To wrap up, Santa has some goodies for the devoted readers on your list — three books, two publishers, and one magazine:

  • Fans of fiery libertarian columnist, Vin Suprynowicz, or those who are soon to be his fans, will appreciate Vin’s latest book, The Ballad of Carl Drega. Like his earlier volume, Send in the Waco Killers, this is at core a collection of his syndicated columns. But like Waco Killers, it’s also much more. Vin has updated the material, woven columns together into longer essays, and added more of his famously fierce, principled and accurate observations. Even if Santa knows that the good kids on his list have already read Vin’s columns online, the book is an entertaining, heart-rending, and intellectually useful gift ($27.95 postpaid). (Read Oliver Del Signore’s review of Drega here.)
  • Fans of me (and despite my earlier pious disclaimers, you knew I had to stick in some sort of self-serving item, now didn’t you?) can order the book I co-authored with Aaron Zelman, The State vs. the People. SvP asks and answers the question, “Is America becoming a police state?” And if you already think you know the answer to that one, you might be surprised. The answer is yes and no and a police state isn’t necessarily what we sometimes think it is. SvP is just ($19.95) postpaid and, until Christmas, comes with a free pocket-sized copy of the U.S. Constitution and Declaration of Independence. I can recommend it in good conscience, not merely because I co-wrote it, but because it’s genuinely full of intellectual ammo. Despite its daunting length (558 pages), it’s a rapid read that even a freedom newbie can handle.
  • Looking for a stocking-stuffer that packs a big wallop for a small price? Give an e-book. Net Assets is a rousing novel by Carl Bussjaeger about a free-market effort to get into outer space. It starts out a bit talky (as libertarian novels invariably do), but before long, you’re sucked into some heavy action. (Hint: It turns out that the federal government really, really, really doesn’t like the competition and decides to do something dramatic about it.) For just $5.00 you can download a copy of Net Assets or buy a download for a friend. Slip a note into your friend’s stocking to tell him where he can pick up the copy Santa bought him. Want to read before you buy? There are excerpts at the download site, but the best excerpt is found here.
  • If you’re not sure what books your liberty-loving loved ones might already have, give a gift certificate from Loompanics or Paladin Press. Between the two, you’ll find enough provocative books on guns, ammo, fighting, alternative lifestyles, drugs, oddities, self-sufficiency, and who-knows-what-else to keep your friends happily occupied for hours. (Paladin’s books on homemade weapons are particularly apropos for the Outlaw crowd.)
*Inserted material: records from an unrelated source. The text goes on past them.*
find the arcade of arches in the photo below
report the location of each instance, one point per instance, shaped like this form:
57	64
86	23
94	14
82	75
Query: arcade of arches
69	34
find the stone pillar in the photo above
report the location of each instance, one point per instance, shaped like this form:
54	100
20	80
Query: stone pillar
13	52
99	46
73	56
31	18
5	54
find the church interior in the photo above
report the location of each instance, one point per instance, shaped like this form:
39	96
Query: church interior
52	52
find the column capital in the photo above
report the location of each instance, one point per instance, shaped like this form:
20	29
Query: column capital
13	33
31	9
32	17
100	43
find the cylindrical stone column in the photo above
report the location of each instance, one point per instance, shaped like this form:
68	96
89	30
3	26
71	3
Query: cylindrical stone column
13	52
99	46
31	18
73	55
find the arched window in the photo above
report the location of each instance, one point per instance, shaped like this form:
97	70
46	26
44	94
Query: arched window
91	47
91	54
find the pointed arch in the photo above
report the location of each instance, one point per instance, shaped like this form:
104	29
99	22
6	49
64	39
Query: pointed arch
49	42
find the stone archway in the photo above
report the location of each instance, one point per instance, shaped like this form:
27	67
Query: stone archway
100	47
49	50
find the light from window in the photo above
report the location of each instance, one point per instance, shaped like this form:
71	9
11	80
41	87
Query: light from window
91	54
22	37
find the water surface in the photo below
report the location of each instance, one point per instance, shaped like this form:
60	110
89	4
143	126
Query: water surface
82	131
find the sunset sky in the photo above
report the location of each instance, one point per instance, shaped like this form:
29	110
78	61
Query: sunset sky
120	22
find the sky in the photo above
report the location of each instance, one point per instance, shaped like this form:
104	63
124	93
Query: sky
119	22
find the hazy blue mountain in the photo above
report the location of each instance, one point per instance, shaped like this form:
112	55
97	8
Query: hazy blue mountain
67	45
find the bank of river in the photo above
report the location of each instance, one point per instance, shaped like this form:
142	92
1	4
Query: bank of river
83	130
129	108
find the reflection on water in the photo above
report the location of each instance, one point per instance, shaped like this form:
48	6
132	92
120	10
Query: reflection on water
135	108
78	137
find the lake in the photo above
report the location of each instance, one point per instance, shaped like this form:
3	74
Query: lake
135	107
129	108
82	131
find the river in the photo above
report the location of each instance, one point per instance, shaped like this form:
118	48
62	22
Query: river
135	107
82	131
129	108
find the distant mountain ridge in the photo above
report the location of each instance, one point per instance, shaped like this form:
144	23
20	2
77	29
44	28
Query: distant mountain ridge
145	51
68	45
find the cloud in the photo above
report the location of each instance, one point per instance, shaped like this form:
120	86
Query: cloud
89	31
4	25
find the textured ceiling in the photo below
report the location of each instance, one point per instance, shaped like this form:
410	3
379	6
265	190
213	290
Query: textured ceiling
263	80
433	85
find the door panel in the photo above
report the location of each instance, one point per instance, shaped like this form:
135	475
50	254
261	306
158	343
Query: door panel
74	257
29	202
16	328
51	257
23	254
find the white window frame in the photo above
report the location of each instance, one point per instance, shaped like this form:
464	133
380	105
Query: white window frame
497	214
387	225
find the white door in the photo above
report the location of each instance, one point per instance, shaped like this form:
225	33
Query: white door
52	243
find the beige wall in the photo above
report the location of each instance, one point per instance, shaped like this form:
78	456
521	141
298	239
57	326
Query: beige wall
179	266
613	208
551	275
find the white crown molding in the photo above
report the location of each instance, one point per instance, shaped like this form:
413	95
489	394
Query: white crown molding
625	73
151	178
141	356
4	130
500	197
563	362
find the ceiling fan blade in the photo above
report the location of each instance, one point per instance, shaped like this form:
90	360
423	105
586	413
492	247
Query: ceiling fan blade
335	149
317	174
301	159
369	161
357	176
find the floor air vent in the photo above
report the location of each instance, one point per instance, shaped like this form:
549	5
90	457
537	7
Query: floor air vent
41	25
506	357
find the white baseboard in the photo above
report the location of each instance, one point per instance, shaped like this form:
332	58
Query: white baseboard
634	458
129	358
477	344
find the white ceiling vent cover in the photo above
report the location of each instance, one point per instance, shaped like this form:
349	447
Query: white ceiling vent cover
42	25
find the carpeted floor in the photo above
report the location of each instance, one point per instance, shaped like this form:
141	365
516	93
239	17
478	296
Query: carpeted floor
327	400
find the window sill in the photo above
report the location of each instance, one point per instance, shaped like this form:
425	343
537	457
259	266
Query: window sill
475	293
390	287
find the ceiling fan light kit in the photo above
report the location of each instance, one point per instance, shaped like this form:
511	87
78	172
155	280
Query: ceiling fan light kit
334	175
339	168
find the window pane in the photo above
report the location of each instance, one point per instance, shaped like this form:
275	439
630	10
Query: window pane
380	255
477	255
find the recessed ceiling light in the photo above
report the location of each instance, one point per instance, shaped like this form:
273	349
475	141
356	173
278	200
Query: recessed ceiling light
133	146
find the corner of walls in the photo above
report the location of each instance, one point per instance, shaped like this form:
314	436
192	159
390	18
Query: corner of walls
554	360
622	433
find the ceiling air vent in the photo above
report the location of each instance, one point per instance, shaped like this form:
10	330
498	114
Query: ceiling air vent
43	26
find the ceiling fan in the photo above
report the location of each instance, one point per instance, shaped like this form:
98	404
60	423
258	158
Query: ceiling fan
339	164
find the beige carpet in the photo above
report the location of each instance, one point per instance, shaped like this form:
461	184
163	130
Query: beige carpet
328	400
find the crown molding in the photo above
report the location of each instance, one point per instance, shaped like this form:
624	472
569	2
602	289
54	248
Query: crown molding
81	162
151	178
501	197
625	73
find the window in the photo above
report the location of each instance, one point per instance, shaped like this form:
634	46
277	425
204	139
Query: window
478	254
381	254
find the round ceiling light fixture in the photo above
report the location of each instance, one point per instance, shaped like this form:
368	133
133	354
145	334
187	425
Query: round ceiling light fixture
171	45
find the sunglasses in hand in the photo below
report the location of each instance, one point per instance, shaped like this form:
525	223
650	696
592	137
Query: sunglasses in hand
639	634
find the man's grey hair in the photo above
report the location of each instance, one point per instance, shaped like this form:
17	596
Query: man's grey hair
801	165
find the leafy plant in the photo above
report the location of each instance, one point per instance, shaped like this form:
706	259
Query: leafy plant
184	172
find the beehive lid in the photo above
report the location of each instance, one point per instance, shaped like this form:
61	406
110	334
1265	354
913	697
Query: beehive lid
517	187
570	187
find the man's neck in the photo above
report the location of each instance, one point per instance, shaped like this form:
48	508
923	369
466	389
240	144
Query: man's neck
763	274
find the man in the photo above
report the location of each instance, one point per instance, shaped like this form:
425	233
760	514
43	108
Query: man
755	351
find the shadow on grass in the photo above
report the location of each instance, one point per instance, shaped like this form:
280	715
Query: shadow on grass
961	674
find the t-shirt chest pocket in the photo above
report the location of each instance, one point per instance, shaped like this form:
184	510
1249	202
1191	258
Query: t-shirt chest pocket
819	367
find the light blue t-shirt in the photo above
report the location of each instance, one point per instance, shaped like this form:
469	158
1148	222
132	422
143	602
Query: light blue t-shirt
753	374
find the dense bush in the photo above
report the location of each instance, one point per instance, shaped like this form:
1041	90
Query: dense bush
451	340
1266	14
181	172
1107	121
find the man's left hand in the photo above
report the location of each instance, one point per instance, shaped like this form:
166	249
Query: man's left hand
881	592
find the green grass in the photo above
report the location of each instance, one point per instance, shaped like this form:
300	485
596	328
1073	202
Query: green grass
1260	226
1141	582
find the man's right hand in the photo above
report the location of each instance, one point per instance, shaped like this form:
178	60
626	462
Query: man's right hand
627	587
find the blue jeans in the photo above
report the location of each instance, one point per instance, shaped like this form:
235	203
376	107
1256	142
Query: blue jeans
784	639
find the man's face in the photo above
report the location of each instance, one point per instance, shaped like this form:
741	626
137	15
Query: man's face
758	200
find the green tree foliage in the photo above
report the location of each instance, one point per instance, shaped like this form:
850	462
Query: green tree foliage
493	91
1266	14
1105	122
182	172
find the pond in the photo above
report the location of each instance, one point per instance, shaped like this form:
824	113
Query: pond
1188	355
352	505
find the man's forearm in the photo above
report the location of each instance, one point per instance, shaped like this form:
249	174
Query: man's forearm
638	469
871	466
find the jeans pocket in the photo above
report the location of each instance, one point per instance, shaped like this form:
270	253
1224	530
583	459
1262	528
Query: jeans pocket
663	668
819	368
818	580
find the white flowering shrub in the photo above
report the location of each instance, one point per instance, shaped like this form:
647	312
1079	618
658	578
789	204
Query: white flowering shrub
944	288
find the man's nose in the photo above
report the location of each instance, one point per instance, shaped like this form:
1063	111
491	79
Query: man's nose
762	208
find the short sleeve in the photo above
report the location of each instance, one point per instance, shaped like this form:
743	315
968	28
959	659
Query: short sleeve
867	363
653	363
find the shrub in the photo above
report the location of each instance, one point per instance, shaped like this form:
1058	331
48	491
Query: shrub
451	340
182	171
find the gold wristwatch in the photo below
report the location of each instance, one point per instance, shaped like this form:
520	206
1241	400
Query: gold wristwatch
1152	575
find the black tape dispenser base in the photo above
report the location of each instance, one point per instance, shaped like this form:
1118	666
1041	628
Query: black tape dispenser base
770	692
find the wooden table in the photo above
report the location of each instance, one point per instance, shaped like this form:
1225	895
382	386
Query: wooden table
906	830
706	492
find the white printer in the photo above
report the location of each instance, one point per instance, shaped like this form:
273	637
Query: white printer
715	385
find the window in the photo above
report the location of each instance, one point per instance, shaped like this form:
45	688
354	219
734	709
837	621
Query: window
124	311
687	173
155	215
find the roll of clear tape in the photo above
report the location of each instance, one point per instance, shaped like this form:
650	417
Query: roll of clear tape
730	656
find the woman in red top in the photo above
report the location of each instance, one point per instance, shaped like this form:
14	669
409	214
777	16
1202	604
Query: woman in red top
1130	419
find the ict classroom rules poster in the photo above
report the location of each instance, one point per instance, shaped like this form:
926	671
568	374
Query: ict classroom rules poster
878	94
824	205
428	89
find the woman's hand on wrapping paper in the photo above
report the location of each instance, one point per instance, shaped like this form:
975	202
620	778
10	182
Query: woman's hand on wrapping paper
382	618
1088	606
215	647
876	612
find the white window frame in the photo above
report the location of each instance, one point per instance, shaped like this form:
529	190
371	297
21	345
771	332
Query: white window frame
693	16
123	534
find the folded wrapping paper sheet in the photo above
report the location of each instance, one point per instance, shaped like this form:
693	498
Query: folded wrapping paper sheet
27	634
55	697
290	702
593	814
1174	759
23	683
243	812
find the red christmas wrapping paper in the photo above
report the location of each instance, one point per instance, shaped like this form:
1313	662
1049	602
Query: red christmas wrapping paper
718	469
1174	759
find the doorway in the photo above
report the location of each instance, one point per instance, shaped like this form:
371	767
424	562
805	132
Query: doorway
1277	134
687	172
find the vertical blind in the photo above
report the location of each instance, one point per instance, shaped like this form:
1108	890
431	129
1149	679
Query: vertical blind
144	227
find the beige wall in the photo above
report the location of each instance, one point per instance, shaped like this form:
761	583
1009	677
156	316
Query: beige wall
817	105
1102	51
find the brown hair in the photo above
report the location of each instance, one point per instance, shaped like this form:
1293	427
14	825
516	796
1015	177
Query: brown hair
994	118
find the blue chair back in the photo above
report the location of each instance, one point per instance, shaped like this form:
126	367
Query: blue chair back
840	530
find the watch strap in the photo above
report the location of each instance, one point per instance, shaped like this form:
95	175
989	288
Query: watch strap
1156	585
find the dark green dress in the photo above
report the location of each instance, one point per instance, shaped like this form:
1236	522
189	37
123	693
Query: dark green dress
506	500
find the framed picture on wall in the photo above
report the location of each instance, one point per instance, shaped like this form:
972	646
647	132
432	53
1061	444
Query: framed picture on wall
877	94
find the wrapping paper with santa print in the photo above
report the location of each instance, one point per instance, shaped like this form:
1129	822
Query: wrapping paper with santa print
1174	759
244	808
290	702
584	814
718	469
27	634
Last but assuredly not least — how about a gift subscription to Backwoods Home Magazine? It’s only $24.95 for one year or $46.95 for two — and you already know how much value you get for your money. Your self-reliant friends (or self-reliant wannabes) will thank you for many months.

And if you’re reading this online and you don’t have your own subscription, there’s another gift you can give yourself.

There you have it. Lucky thirteen freedom-oriented gift ideas. Santa says Merry Christmas, Happy Hanukkah, Gud Yule, have a terrific Kwanzaa, or whatever else you celebrate. May you and yours enjoy freedom Outlawry as long as Outlawry must be the lot of those who wish to live free. And someday, may an entire coal mine be dumped by Freedom Santas onto those pseudo Santas on the Potomac.